Parasite has made history. Now get ready for the whiplash. Yes, Bong Joon-Ho’s exploration of inequality and class war became the first foreign language film to win the Oscar for Best Picture. But there’s a but.
This is an achievement that’s rightly being celebrated, and it would be difficult to be begrudge the Academy for patting themselves on the back for this one – after all, self-congratulation is a large part of what the Oscars are about. However, the nature of the Academy might mean that this seismic moment for Parasite, and for the type of cinema that it represents, is something short-lived – an exception rather than a new rule.
The Oscars are no stranger to a certain kind of whiplash, oscillating wildly between different types of film, and with it, different types of representation. Seeing Green Book win best picture two years after Moonlight served as a kind of rude awakening. Moonlight was an art film, unusual in its structure, and approaching themes and issues around representation in ways that Best Picture winners rarely do.
It was unlike any previous Best Picture winner. By comparison, Green Book is aesthetically and thematically much safer for the Academy, covering similar ground to previous winners – like Driving Miss Daisy in 1990.
This is a common issue for the Academy. In spite of small gestures being made in the direction of diversity, including an expansion of Academy membership and steps towards greater transparency, there’s always a chance that, post-Parasite, the Oscars will revert to the status quo.
At the beginning of the decade, the thematically deep exploration of war and identity in The Hurt Locker was followed up with the almost aggressively middlebrow, competent but safe The King’s Speech being awarded Best Picture.
And throughout the 90s, the Academy awarded a range of unexpected films, including Silence of the Lambs, Unforgiven, and Schindler’s List, before handing Best Picture to the cozy revisionism of Forrest Gump.
Parasite even being nominated was something of a shock. In 2009, the Best Picture field was expanded, moving from only having five nominees to having at least five and a maximum of ten. This change has been in effect for more than a decade, but other than Parasite there have still only been two foreign language films nominated for the top prize since then: Michael Haneke’s Amour, and Alfonso Cuaron’s Roma, the latter losing out to Green Book. Foreign language films in Best Picture remain a rarity.
The approach that the Academy has to foreign language films becomes even more striking when looking beyond Best Picture and considering the performances that get nominated. Even a cursory glance at past acting winners shows that the Oscars prefer a certain kind of performance – prestige films, almost always about white people, often involving a kind of transformation into a historical figure. But now, post-Parasite, it’s time for the Academy to seriously reckon with the question of why it so rarely nominates performances in foreign language films.
Maybe Bong was right about subtitles being a “one-inch tall barrier” – this certainly seems true when looking at this year’s acting nominees, where Antonio Banderas was the only performer to be nominated for a film not in English. A film like Parasite didn’t emerge from a vacuum, and although the film won six Oscars in total, to see none of the performers nominated for awards is particularly striking.

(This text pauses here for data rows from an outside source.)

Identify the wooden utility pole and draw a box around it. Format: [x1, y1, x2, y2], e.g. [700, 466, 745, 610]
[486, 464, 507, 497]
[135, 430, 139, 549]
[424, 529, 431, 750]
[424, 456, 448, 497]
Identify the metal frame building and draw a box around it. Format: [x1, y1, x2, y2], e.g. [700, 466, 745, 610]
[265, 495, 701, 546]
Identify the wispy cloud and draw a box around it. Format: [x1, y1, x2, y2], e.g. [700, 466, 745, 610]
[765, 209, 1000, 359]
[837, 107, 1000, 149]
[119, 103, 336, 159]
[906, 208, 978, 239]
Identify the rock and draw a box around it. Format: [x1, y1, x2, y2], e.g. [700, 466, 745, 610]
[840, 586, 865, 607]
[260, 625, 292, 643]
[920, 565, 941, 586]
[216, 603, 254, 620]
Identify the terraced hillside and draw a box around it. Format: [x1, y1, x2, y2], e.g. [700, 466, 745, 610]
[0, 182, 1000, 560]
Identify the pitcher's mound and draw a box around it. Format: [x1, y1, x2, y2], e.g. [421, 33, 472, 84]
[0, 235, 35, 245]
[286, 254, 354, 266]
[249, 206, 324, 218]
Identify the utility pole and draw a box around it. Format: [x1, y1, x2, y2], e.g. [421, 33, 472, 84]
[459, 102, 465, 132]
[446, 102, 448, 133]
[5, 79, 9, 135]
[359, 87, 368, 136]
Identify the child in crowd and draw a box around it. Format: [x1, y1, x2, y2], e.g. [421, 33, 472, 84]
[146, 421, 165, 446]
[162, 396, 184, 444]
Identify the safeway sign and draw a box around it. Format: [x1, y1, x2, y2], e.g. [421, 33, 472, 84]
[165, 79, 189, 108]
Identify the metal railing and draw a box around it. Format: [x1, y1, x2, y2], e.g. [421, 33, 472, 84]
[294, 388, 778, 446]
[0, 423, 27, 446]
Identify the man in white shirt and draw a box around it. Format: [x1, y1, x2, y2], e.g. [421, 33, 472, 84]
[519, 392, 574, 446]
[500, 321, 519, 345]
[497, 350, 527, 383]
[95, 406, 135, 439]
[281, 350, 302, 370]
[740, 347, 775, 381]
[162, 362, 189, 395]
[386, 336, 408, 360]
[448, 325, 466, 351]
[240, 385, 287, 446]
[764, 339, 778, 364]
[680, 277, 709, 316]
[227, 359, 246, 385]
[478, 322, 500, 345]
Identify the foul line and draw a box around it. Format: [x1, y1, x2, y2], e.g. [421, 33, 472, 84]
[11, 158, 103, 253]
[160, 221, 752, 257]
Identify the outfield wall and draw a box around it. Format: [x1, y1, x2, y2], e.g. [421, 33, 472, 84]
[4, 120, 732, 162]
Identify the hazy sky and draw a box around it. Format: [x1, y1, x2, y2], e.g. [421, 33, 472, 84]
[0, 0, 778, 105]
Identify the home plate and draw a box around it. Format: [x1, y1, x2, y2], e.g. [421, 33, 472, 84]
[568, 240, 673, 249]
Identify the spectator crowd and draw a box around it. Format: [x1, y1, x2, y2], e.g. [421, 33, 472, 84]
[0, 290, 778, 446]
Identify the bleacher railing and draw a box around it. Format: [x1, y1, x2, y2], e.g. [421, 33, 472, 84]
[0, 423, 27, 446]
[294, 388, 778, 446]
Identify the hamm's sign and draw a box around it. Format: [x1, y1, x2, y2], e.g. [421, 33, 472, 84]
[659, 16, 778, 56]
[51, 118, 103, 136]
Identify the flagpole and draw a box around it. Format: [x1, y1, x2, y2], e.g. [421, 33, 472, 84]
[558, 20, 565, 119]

It serves as a stark reminder of the Academy’s very narrow conception of what foreign language films should be. It uses the Oscar for Best International Feature as a way to pay lip service to films from beyond the English language, and beyond Hollywood, but refuses to acknowledge the level of craft and performance that went into the creation of these films.
Not including the breakout success of Parasite, the four other films in competition for Best International Feature were nominated for a total of two awards beyond that category: Banderas’ Best Actor nomination for Pain and Glory, and Honeyland being nominated for Best Documentary. Neither of them won.
This creates a problem for the Academy. Not only is Best International Feature seen as the only category in which films outside of the English language should be considered, but it often means that the film nominated in those categories become the only foreign language films that Academy members actually watch. Celine Sciamma’s masterful Portrait of a Lady on Fire was entirely shut out of the Oscar conversation, and the fact that it wasn’t France’s submission for Best International Feature undoubtedly played a role in this.
The historic nature of Parasite’s victory at the Oscars is something that is rightly being celebrated, a sign that every now and then the Academy chooses something that really might be the best film of the year to win Best Picture, irrespective of the things that normally serve as barriers to a win like that, from the one-inch barrier of subtitles to the fact that Parasite is a rare Best Picture winner that isn’t about white people.
But even amid this triumph, other issues for the Academy are still clearly visible. And while the success of Parasite is an indicator of progress, this time next year, we might be having an entirely different but incredibly familiar conversation.